A GRU Airport, concessionária responsável pelo aeroporto de Guarulhos, está em negociação com bancos privados para que os pagamentos de juros e do principal de sua dívida seja postergado por um prazo de seis meses, em condições semelhantes às oferecidas pelo BNDES.
A empresa, controlada pela Invepar, convocou um assembleia para o dia 24 de abril, na qual as condições deverão ser votadas.
Esses bancos repassadores adquiriram, em 2014, debêntures emitidas por ela no valor de R$ 300 milhões, por um prazo de 11 anos, a uma taxa de IPCA + 7,86%.
A companhia tem ainda uma segunda emissão de debêntures, também de R$ 300 milhões, mas que está nas mãos de pessoas físicas, de forma bastante pulverizada. No caso desses títulos, não haverá qualquer renegociação, e os pagamentos deverão seguir normalmente, segundo uma pessoa próxima à empresa.
No caso do financiamento junto ao BNDES, a concessionária já está em conversas para aderir às medidas de apoio oferecidas pelo banco de fomento.
Além disso, em uma tentativa de aumentar sua liquidez, a concessionária pede aos credores autorização para acessar os recursos que seriam usados para o pagamento de outorgas ao governo federal, que estão retidos em uma conta específica para esse fim.

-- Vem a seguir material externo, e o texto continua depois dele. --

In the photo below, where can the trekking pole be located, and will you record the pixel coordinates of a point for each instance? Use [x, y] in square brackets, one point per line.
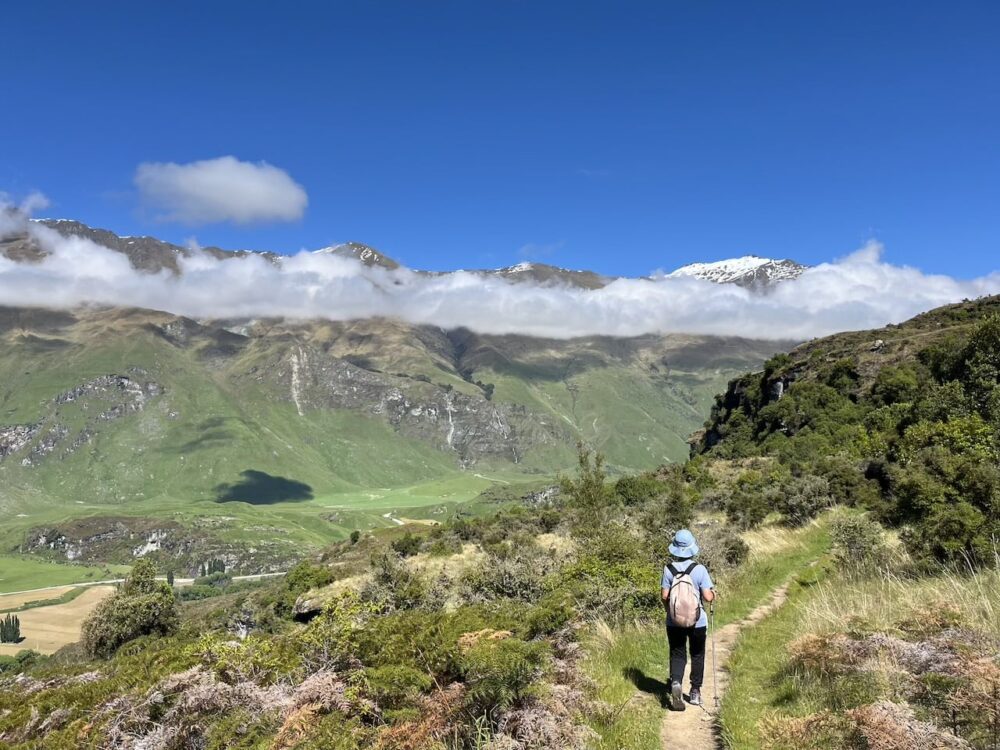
[715, 683]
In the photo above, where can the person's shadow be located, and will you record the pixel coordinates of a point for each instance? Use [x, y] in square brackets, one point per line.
[650, 685]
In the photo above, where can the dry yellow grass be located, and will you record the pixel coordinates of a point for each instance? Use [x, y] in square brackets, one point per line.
[47, 629]
[12, 601]
[771, 540]
[886, 599]
[451, 565]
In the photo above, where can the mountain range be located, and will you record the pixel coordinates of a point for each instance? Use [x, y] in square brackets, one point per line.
[151, 254]
[127, 432]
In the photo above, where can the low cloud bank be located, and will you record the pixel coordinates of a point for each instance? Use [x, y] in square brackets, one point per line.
[859, 291]
[220, 190]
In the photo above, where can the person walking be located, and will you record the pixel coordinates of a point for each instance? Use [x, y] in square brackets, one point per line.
[685, 586]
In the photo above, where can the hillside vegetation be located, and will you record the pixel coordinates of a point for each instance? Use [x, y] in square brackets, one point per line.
[892, 642]
[128, 433]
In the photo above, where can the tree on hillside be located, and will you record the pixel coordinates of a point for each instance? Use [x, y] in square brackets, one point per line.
[141, 606]
[589, 492]
[10, 629]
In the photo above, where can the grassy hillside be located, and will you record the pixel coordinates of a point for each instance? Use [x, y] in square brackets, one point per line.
[904, 421]
[130, 432]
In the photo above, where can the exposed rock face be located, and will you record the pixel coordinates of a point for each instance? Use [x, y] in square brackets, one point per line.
[471, 426]
[17, 437]
[103, 399]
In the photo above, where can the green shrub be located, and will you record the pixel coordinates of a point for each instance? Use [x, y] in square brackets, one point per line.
[548, 617]
[19, 661]
[498, 673]
[509, 571]
[302, 578]
[803, 498]
[407, 545]
[859, 544]
[395, 686]
[394, 585]
[635, 489]
[141, 606]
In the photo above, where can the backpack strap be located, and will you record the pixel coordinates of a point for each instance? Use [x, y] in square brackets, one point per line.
[687, 571]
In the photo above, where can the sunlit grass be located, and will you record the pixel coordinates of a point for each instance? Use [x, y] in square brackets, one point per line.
[619, 658]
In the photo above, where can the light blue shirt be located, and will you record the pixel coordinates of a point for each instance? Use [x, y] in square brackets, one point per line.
[700, 578]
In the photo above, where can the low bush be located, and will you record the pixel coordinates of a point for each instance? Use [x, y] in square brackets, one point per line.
[141, 606]
[859, 545]
[499, 672]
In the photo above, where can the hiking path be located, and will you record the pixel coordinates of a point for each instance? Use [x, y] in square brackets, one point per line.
[696, 727]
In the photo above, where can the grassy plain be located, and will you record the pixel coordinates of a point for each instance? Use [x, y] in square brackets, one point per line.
[629, 663]
[48, 629]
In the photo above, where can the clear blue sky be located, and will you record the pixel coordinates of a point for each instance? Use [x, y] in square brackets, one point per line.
[617, 136]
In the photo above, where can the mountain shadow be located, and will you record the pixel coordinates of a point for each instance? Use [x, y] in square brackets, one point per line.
[261, 488]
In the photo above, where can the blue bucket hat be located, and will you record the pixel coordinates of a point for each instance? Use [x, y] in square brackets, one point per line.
[684, 545]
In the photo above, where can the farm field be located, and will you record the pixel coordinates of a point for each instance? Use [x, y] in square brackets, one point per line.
[47, 629]
[19, 573]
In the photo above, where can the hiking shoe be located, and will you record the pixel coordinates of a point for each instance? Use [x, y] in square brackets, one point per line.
[676, 697]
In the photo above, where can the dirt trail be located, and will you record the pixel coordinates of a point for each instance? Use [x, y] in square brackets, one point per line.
[695, 729]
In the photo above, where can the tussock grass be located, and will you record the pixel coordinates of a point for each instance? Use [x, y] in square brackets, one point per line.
[763, 688]
[888, 598]
[768, 541]
[617, 659]
[629, 664]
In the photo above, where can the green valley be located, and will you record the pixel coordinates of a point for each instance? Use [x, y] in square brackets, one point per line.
[126, 433]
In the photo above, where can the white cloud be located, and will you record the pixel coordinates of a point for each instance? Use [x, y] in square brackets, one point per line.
[220, 190]
[858, 291]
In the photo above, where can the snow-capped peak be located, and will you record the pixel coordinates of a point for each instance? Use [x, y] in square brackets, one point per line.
[750, 270]
[519, 268]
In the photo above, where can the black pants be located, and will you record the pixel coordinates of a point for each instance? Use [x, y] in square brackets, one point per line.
[679, 639]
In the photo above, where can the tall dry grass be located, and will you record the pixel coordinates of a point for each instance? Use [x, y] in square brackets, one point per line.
[886, 598]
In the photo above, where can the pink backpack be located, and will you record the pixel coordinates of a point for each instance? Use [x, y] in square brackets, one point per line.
[684, 601]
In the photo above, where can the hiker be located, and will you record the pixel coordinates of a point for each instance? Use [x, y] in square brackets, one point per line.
[685, 585]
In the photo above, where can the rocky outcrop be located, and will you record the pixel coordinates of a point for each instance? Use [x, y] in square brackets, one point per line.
[471, 426]
[106, 398]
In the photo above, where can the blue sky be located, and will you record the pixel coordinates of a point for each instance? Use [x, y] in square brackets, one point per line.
[622, 137]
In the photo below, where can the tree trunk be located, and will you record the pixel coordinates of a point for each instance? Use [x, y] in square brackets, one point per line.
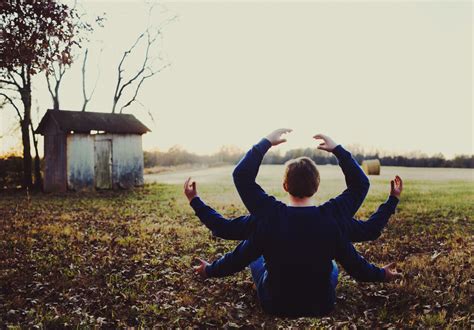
[25, 136]
[27, 162]
[55, 103]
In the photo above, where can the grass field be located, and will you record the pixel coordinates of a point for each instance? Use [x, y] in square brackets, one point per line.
[120, 259]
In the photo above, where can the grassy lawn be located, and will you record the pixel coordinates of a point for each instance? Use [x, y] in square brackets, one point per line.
[124, 259]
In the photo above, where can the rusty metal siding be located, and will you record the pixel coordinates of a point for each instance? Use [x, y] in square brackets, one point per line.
[55, 162]
[80, 162]
[103, 164]
[127, 160]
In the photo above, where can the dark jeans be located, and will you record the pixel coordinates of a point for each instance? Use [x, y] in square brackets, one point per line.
[257, 268]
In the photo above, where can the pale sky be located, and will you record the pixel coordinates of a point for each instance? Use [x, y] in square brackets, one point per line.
[390, 75]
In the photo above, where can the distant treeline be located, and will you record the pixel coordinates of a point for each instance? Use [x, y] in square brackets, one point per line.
[227, 155]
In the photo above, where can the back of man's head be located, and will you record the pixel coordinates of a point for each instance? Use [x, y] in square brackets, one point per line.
[301, 177]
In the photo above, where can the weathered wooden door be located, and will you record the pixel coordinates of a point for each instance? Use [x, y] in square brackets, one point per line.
[103, 164]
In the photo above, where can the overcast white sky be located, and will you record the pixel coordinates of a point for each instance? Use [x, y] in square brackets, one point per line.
[391, 75]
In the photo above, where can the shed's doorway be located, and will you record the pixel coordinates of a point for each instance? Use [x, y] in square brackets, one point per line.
[103, 164]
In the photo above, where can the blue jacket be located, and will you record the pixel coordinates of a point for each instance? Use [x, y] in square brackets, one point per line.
[298, 243]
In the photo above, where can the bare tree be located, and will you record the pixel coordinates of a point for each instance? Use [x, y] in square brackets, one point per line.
[148, 69]
[84, 89]
[53, 79]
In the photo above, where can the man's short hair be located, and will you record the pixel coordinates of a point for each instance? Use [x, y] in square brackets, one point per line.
[301, 177]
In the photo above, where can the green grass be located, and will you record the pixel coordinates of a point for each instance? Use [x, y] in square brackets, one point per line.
[121, 259]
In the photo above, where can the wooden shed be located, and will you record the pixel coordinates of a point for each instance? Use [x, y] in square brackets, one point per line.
[91, 150]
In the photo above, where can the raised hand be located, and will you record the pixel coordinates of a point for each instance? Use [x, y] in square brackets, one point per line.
[328, 144]
[391, 273]
[396, 187]
[275, 137]
[190, 189]
[201, 269]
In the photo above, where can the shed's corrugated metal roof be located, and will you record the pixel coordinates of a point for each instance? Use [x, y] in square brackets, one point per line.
[79, 121]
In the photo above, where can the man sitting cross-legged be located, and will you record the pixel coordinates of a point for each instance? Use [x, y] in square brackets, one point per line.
[297, 277]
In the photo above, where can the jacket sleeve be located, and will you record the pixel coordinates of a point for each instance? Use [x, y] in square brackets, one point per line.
[235, 261]
[253, 196]
[344, 206]
[371, 229]
[356, 265]
[238, 228]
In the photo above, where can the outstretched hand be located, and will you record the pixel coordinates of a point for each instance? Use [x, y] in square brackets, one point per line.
[190, 189]
[391, 273]
[276, 138]
[328, 144]
[201, 269]
[396, 187]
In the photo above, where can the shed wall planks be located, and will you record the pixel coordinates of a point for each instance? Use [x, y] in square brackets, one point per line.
[80, 161]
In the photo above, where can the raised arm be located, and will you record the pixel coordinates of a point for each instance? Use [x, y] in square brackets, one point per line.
[253, 196]
[348, 202]
[239, 228]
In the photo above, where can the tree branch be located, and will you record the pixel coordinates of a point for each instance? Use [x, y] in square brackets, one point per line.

Como uma forma de socorro às concessionárias de aeroportos, o governo autorizou, por meio de uma Medida Provisória (MP), que essas outorgas sejam pagas só em dezembro de 2020.

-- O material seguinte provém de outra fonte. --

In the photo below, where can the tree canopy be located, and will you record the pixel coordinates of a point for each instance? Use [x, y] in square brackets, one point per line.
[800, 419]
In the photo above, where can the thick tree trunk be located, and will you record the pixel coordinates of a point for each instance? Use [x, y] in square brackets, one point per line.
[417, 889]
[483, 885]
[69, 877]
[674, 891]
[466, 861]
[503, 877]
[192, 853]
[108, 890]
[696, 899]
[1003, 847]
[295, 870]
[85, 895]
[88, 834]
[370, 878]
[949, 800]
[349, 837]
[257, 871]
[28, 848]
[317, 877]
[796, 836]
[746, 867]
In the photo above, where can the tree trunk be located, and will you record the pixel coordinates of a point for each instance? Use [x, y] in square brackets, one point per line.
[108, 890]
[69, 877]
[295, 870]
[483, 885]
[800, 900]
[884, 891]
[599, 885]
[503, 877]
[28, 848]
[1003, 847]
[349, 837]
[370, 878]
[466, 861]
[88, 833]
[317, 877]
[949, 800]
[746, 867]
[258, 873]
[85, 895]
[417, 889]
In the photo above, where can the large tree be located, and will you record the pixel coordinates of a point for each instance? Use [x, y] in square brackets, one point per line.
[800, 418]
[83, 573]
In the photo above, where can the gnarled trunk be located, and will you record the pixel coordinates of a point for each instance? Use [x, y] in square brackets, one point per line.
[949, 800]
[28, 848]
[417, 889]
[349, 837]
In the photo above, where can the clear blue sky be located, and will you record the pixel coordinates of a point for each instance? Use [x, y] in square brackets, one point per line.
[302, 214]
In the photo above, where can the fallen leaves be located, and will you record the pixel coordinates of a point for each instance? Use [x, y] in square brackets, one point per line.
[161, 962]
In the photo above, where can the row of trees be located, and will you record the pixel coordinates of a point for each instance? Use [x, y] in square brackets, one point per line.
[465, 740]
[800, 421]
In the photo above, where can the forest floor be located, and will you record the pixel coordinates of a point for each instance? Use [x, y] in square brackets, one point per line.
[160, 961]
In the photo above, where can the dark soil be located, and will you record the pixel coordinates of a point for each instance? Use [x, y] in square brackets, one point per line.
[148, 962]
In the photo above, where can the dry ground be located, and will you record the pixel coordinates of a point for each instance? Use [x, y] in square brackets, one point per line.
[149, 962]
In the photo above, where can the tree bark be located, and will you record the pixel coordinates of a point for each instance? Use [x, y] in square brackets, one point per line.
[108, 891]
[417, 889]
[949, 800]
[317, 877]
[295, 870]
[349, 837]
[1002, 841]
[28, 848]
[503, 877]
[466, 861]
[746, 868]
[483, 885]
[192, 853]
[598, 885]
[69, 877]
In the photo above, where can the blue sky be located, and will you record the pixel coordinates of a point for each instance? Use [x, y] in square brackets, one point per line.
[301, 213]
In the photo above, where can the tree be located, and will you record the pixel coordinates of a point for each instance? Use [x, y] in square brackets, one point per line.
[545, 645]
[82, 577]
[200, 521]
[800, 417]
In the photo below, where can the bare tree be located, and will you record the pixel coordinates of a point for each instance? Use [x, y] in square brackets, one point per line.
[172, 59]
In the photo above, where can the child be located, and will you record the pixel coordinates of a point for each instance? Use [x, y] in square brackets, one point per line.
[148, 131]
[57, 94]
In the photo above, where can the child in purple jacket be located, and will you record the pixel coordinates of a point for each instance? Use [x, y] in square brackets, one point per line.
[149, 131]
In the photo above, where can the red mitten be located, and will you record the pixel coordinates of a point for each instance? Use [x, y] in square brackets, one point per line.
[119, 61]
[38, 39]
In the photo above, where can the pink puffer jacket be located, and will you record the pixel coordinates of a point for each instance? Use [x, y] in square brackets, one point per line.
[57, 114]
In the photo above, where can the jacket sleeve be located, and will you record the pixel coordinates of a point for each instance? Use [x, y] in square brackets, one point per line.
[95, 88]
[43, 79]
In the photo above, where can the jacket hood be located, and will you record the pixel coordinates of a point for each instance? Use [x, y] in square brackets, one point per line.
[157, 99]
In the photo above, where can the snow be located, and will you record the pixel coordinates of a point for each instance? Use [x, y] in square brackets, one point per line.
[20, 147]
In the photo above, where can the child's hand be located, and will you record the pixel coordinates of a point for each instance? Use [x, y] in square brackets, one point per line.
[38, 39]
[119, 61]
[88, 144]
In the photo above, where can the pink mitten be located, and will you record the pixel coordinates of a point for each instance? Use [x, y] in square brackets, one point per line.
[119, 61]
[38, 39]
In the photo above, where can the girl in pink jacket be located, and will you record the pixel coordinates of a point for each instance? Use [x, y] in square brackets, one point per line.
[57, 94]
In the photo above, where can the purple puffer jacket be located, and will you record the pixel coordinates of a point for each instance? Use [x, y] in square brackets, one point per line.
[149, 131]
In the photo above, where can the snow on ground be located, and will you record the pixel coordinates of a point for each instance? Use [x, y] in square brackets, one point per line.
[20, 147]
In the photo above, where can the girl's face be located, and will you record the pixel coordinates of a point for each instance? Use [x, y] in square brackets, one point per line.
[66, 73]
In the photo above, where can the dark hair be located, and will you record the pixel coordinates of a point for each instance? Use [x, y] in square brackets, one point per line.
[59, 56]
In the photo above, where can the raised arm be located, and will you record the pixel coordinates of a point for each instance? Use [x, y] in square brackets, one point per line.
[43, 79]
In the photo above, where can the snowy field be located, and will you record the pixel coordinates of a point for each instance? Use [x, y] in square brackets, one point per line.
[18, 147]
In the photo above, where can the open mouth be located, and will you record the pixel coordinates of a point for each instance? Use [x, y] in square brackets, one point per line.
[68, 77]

São dois os tipos de outorgas pagas anualmente pela GRU Airport: a fixa, que é paga sempre em julho, e a variável, paga em abril. No caso da outorga fixa, os recursos ainda não haviam sido reservados em uma conta específica, mas cerca de R$ 230 milhões destinados ao pagamento de outorgas variáveis já estavam travados em uma conta – que, agora, a concessionária tenta acessar para garantir seu caixa.
A situação preocupa porque a GRU Airport já vinha registrando dificuldades nos últimos anos, devido à crise econômica que levou a uma frustração no número de passageiros. Em 2019, por exemplo, a concessionária conseguiu pagar o valor integral das outorgas, mas com atraso.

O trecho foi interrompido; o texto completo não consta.